Never fear: TWI has cast you out.  GOD HAS NOT CAST YOU OUT NOR ABANDONED YOU and still loves you and will bring to you those who can help you recover from the abuse.  You may not be able to help yourself, so God will put people in your path who can offer a kind word here, an action there, a place to be, a balm for your soul.  You might not recognise it at the time, but it'll be something you'll hang on to. 

As OldSkool has said, counselling can help.  Some people have found divorce recovery/workshops helpful.  Or talking about it with a wise, trusted, loving friend might help.

 

Luke 15 (also in Matt 18)

15 Now the tax collectors and sinners were all gathering around to hear Jesus. But the Pharisees and the teachers of the law muttered, “This man welcomes sinners and eats with them.”
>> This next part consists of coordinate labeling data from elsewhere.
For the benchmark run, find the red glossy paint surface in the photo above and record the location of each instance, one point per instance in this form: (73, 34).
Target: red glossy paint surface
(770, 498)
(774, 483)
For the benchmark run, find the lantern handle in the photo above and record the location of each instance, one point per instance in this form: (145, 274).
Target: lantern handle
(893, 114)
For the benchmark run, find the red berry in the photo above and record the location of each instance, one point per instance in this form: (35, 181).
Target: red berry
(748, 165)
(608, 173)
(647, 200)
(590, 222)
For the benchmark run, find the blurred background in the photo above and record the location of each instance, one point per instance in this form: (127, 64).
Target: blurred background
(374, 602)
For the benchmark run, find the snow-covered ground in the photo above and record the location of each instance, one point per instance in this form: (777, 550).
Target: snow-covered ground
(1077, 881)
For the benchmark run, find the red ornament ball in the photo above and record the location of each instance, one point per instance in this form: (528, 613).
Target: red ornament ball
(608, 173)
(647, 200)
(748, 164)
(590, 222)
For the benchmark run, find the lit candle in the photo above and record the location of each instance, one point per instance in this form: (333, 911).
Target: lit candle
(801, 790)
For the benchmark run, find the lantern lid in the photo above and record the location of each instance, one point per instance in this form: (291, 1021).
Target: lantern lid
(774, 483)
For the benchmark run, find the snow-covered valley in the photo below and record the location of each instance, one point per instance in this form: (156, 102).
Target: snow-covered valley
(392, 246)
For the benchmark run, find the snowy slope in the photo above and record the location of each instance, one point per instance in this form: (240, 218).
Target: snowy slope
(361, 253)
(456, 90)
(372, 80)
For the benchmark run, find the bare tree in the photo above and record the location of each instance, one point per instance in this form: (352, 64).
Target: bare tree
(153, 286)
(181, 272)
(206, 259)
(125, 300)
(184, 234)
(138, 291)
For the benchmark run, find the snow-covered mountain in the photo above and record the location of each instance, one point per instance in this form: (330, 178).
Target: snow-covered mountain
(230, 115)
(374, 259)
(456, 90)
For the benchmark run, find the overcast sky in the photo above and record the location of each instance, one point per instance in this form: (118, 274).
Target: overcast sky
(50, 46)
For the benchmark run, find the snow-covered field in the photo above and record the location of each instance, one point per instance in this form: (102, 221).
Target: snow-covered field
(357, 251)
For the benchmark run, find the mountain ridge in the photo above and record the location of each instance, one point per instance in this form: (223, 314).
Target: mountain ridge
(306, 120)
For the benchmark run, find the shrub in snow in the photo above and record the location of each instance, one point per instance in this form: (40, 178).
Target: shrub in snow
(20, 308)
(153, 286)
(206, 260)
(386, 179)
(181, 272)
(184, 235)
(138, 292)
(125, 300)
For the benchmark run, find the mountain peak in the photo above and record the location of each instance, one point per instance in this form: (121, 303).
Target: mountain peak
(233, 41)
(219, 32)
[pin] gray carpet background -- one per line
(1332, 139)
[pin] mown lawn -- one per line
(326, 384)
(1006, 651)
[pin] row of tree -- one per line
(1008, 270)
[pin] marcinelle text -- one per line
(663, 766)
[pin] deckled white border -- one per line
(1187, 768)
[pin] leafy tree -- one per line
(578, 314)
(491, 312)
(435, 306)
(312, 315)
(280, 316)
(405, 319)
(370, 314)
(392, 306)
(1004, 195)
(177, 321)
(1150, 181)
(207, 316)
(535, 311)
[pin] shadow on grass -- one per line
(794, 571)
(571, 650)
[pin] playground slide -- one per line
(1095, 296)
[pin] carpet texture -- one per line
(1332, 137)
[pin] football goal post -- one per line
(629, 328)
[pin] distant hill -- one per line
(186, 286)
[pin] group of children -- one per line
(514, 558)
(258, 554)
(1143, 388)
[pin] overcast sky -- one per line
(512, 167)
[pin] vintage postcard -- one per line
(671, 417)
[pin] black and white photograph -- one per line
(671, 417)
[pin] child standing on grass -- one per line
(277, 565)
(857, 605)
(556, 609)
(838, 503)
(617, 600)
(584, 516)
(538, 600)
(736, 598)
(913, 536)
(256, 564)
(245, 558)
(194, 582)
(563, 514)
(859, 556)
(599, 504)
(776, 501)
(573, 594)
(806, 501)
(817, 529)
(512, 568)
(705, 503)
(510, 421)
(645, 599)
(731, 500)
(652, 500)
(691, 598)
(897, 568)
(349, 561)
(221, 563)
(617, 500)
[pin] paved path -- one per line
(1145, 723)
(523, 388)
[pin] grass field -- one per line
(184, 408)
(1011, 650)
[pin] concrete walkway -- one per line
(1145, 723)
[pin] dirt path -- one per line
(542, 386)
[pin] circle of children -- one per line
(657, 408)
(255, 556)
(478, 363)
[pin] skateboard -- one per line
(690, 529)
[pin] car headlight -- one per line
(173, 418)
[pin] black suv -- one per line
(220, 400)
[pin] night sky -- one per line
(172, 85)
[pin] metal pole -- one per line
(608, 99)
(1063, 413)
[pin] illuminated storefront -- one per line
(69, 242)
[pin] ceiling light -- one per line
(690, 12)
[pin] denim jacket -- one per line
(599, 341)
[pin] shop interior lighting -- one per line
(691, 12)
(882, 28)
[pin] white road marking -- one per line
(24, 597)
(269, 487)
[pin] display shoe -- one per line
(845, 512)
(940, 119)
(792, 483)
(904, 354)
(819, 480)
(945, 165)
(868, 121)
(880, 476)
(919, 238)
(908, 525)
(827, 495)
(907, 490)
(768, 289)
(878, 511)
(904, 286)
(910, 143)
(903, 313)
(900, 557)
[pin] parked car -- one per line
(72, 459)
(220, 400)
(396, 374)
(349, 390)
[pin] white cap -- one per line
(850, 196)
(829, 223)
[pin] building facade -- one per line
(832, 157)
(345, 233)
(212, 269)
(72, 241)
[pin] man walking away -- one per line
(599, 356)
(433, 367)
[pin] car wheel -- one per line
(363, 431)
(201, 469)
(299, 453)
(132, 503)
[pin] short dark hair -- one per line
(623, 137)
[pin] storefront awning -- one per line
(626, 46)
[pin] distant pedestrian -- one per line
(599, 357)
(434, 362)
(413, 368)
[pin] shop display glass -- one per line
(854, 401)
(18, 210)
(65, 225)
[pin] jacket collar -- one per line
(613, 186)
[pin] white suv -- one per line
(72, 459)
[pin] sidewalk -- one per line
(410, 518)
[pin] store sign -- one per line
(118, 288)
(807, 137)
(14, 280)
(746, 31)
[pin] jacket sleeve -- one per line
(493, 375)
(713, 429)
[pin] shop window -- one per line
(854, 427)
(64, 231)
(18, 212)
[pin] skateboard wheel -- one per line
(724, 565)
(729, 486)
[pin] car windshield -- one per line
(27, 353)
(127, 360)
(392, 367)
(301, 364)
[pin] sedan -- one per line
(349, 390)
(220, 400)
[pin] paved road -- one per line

Then Jesus told them this parable: “Suppose one of you has a hundred sheep and loses one of them. Doesn’t he leave the ninety-nine in the open country and go after the lost sheep until he finds it? And when he finds it, he joyfully puts it on his shoulders and goes home. Then he calls his friends and neighbors together and says, ‘Rejoice with me; I have found my lost sheep.’ I tell you that in the same way there will be more rejoicing in heaven over one sinner who repents than over ninety-nine righteous persons who do not need to repent.

 

 

You were not just a lost sheep - you were a stolen sheep.  Not only you (as a lost/stolen sheep) will be sought for and recovered, and brought home with rejoicing - the thieves will be dealt with too, in due time.  Plenty of condemnation all over the Bible about not stealing and how thieves are to be dealt with.